H2A.Z depletion impairs proliferation and viability but not DNA double-strand breaks repair in human immortalized and tumoral cell lines

Abstract

In mammalian cells, DNA double-strand breaks (DSB) can be repaired by 2 main pathways, homologous recombination (HR) and non-homologous end joining (NHEJ). To give access to DNA damage to the repair machinery the chromatin structure needs to be relaxed, and chromatin modifications play major roles in the control of these processes. Among the chromatin modifications, changes in nucleosome composition can influence DNA damage response as observed with the H2A.Z histone variant in yeast. In mammals, p400, an ATPase of the SWI/SNF family able to incorporate H2A.Z in chromatin, was found to be important for histone ubiquitination and BRCA1 recruitment around DSB or for HR in cooperation with Rad51. Recent data with 293T cells showed that mammalian H2A.Z is recruited to DSBs and is important to control DNA resection, therefore participating both in HR and NHEJ. Here we show that depletion of H2A.Z in the osteosarcoma U2OS cell line and in immortalized human fibroblasts does not change parameters of DNA DSB repair while affecting clonogenic ability and cell cycle distribution. In addition, no recruitment of H2A.Z around DSB can be detected in U2OS cells either after local laser irradiation or by chromatin immunoprecipitation. These data suggest that the role of H2A.Z in DSB repair is not ubiquitous in mammals. In addition, given that important cellular parameters, such as cell viability and cell cycle distribution, are more sensitive to H2A.Z depletion than DNA repair, our results underline the difficulty to investigate the role of versatile factors such as H2A.Z.

Keywords: DNA repair; H2A.Z; NHEJ; chromatin; homologous recombination; p400.

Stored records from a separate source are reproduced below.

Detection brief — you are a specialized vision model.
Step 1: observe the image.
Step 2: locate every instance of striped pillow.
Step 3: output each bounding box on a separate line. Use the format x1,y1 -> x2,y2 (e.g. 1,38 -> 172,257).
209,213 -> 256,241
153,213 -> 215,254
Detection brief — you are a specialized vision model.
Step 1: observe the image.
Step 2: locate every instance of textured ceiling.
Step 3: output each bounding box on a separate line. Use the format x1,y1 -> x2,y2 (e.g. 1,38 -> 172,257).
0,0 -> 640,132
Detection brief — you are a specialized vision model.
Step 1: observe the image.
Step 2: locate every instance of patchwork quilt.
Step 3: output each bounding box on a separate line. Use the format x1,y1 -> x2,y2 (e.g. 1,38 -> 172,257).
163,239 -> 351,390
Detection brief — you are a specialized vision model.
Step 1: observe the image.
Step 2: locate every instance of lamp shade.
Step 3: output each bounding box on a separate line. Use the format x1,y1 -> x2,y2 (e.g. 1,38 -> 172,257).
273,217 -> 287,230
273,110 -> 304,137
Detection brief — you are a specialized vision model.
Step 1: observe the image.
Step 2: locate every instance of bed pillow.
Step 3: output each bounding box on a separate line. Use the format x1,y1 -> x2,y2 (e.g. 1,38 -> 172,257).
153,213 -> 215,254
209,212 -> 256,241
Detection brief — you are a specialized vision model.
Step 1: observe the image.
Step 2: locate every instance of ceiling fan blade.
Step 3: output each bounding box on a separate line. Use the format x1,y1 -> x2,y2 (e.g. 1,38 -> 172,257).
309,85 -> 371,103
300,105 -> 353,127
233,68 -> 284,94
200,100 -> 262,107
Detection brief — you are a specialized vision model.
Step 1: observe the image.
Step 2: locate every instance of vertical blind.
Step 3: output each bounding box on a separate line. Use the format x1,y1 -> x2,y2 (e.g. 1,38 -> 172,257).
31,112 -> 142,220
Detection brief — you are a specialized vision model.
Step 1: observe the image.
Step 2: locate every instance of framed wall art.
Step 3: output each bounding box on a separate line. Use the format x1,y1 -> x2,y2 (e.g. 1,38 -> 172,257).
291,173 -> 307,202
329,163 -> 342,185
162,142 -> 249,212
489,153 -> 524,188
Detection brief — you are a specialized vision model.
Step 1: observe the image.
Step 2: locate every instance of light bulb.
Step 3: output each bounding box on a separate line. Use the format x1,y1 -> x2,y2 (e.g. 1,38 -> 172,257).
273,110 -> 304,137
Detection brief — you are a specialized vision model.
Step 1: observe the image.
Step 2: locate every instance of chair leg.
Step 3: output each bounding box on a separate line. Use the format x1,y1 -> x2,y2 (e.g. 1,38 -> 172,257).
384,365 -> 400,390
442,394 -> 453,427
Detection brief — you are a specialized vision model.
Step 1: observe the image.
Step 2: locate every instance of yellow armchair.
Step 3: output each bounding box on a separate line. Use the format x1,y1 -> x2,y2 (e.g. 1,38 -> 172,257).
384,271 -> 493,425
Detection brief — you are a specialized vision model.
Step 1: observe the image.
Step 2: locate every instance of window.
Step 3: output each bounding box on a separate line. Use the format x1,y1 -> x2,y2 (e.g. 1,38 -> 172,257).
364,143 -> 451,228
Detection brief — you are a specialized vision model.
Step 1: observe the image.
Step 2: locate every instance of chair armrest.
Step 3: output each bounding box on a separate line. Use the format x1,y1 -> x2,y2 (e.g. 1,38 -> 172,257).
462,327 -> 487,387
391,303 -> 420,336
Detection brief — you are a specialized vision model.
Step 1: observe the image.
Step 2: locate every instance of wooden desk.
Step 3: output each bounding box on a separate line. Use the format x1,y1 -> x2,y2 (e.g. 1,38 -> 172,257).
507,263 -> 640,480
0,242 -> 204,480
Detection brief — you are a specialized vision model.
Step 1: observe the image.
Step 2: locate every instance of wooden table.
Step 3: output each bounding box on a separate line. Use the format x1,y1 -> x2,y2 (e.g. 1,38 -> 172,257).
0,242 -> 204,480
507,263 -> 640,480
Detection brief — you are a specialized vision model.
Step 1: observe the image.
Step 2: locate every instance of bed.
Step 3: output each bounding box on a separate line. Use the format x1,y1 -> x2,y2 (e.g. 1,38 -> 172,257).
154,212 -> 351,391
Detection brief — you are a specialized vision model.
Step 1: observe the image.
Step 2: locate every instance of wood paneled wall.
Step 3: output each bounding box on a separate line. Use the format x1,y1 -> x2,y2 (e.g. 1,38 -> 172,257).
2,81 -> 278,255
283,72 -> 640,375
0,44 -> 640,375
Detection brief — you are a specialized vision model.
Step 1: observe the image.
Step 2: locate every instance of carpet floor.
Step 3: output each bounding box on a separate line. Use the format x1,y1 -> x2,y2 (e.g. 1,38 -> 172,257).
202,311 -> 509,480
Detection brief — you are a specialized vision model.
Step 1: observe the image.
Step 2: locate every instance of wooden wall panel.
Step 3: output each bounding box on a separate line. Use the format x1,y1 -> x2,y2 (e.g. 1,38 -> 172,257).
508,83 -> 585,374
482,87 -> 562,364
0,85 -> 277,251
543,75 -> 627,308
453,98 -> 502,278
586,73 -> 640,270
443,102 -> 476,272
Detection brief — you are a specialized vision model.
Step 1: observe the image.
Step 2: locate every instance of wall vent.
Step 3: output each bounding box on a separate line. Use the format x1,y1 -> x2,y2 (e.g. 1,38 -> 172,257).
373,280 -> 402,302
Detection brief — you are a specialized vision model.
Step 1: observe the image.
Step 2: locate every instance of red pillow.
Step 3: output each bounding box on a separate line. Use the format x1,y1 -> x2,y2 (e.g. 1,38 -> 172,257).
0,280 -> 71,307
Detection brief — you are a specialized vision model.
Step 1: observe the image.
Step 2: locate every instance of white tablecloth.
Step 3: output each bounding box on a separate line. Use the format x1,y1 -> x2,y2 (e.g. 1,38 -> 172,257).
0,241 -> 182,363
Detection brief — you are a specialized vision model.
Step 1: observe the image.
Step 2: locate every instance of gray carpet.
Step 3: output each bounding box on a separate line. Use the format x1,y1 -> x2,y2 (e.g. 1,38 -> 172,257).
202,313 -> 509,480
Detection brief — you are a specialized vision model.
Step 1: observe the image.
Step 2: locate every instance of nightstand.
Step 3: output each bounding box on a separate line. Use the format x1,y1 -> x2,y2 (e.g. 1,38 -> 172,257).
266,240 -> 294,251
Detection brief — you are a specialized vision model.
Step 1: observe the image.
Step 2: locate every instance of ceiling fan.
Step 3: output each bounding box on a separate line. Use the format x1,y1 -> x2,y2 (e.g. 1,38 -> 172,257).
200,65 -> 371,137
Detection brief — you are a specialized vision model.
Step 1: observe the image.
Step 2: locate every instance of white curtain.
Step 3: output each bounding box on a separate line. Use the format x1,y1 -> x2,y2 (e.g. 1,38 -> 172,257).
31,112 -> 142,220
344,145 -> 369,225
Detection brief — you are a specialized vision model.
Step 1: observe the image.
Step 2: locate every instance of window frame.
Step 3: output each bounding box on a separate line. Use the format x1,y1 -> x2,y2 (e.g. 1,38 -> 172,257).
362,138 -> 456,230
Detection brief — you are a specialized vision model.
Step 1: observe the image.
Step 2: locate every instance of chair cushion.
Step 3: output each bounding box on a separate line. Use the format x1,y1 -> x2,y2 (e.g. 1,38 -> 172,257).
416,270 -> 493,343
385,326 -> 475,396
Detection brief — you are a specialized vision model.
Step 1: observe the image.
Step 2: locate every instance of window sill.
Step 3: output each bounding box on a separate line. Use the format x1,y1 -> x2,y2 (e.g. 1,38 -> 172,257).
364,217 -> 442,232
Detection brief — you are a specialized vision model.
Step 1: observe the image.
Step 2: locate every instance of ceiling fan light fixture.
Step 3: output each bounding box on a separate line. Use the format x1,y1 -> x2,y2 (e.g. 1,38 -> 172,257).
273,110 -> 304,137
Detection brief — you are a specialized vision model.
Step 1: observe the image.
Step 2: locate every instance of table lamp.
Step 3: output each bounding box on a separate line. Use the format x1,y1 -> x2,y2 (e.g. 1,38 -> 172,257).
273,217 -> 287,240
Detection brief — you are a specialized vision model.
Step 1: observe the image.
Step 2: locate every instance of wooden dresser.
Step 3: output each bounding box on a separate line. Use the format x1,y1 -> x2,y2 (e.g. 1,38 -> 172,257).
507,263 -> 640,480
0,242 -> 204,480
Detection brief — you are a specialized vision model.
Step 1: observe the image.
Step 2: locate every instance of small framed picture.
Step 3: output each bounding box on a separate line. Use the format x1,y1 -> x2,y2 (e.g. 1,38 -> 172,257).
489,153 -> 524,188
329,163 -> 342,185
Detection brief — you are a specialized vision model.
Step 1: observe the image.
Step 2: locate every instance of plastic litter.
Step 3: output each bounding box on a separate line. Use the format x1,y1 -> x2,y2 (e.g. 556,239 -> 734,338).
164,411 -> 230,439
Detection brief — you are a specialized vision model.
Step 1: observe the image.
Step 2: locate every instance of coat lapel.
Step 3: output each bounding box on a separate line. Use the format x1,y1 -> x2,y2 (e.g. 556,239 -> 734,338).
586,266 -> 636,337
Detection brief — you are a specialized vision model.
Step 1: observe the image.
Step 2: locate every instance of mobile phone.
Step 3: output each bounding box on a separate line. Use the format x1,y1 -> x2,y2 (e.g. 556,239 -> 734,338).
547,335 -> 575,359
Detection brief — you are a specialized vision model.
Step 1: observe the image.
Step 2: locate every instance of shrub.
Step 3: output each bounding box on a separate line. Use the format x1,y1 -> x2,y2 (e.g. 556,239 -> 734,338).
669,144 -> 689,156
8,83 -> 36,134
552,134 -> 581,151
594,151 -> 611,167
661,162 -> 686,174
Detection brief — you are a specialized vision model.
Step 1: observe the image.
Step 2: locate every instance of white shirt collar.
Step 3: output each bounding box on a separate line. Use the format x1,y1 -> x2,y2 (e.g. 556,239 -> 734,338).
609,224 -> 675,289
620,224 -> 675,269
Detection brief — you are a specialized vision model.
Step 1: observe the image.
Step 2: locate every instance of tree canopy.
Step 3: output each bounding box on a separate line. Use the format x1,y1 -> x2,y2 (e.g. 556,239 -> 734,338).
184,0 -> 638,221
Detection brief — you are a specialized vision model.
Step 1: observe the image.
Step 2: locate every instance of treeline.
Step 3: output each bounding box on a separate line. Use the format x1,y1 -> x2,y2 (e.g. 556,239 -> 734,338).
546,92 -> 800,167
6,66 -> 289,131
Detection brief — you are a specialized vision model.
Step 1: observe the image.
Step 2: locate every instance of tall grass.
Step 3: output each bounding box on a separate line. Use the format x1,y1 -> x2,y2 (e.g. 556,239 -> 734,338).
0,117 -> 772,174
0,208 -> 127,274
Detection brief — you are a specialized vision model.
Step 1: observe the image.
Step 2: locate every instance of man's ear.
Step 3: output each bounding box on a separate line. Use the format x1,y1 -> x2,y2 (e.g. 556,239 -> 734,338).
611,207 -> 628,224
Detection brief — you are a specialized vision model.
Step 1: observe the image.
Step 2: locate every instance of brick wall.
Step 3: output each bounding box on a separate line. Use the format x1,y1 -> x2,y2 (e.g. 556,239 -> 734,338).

Figure 1. Effect of H2A.Z depletion on DSB repair by NHEJ (A) Schematic representation of the NHEJ substrate present in the cell lines. The translation of the GFP gene is suppressed by an upstream, out of frame translation start site (KOZ ATG), the cassette is flanked with 2 I-SceI sites. I-SceI expression induces the release of the Koz ATG and religation of DNA ends allows translation and expression of GFP (B) GCS5 and (C) GCV6 cells were transfected with siRNA (10 nM) then, 24 h later, transfected with I-SceI coding plasmid to induce DSB. Treatment with Nu7441 was performed at 5 µM during 48 h at the time of I-SceI transfection. NHEJ events were counted 48 h later by FACS analysis of GFP-positive cells. Results are the mean +/− sd from 3–5 independent experiments. Western blots monitoring the indicated proteins expression are also shown.

Figure 2. Effect of H2A.Z depletion on homology-directed repair of DSB. (A) Schematic representation of the subtrate present in the cells to measure DSB repair mediated by homologous recombination. Two inactive copies of GFP gene are present: one contains the cleavage site for I-SceI; the other one is truncated at the 5′ and 3′ ends. After cleavage intra- or interchromatid use of the truncated form of GFP to repair DSB generates functional GFP (B) RG37 cells were transfected with the different siRNA (10 nM), then, 24 h later, transfected with I-SceI plasmid to induce DSB. HDR efficiency was evaluated 48 h later by FACS analysis. Results are the mean +/− SD from 4 independent experiments. Western blots monitoring the indicated proteins expression are also shown (western blot monitoring the effects of p400 depletion are shown in ref. 17).

Figure 3. Clonogenic survival of IR exposed cells after H2A.Z depletion. U2OS cells transfected with the different siRNA were (A) plated to evaluate clonogenic efficiency or (C) exposed to ionizing radiations 24 h later and clonogenic assay performed. The same protocol was applied with the RG37 cells (B) to evaluate clonogenic efficiency and (D) to examine cell survival after ionizing radiations exposure. Colonies were revealed 10 d later by staining the plates with crystal violet. Results are the mean+/− sd of triplicate.

Figure 4. Effect of H2A.Z depletion on cell cycle distribution. Cell cycle distribution was examined by flow cytometry in U2OS (A) and RG37 (B) cells 48 h after siRNA transfection and staining with propidium iodide. Results are the mean +/− sd from 3 independent experiments.

Figure 5. Analysis of H2A.Z recruitment on DNA damage in living cells. Nucleus of U2OS cells transfected with 53BP1-GFP (A) or H2A.Z-GFP (B) plasmids were irradiated with pulsed laser (532 nm) to induce DNA damage then images were collected sequentially. (C) Nucleus of U2OS cells first transfected with siCtrl or sip400 then transfected with 53BP1-GFP plasmid and irradiated to induce DNA damage as in (A). Time after irradiation is indicated above the photographs.

Figure 6. Chromatin immunoprecipitation of H2A.Z at DNA double-strand break. ChIP experiment showing H2A.Z and gH2AX accumulation at DSB in AsiSI-ER-U2OS cells.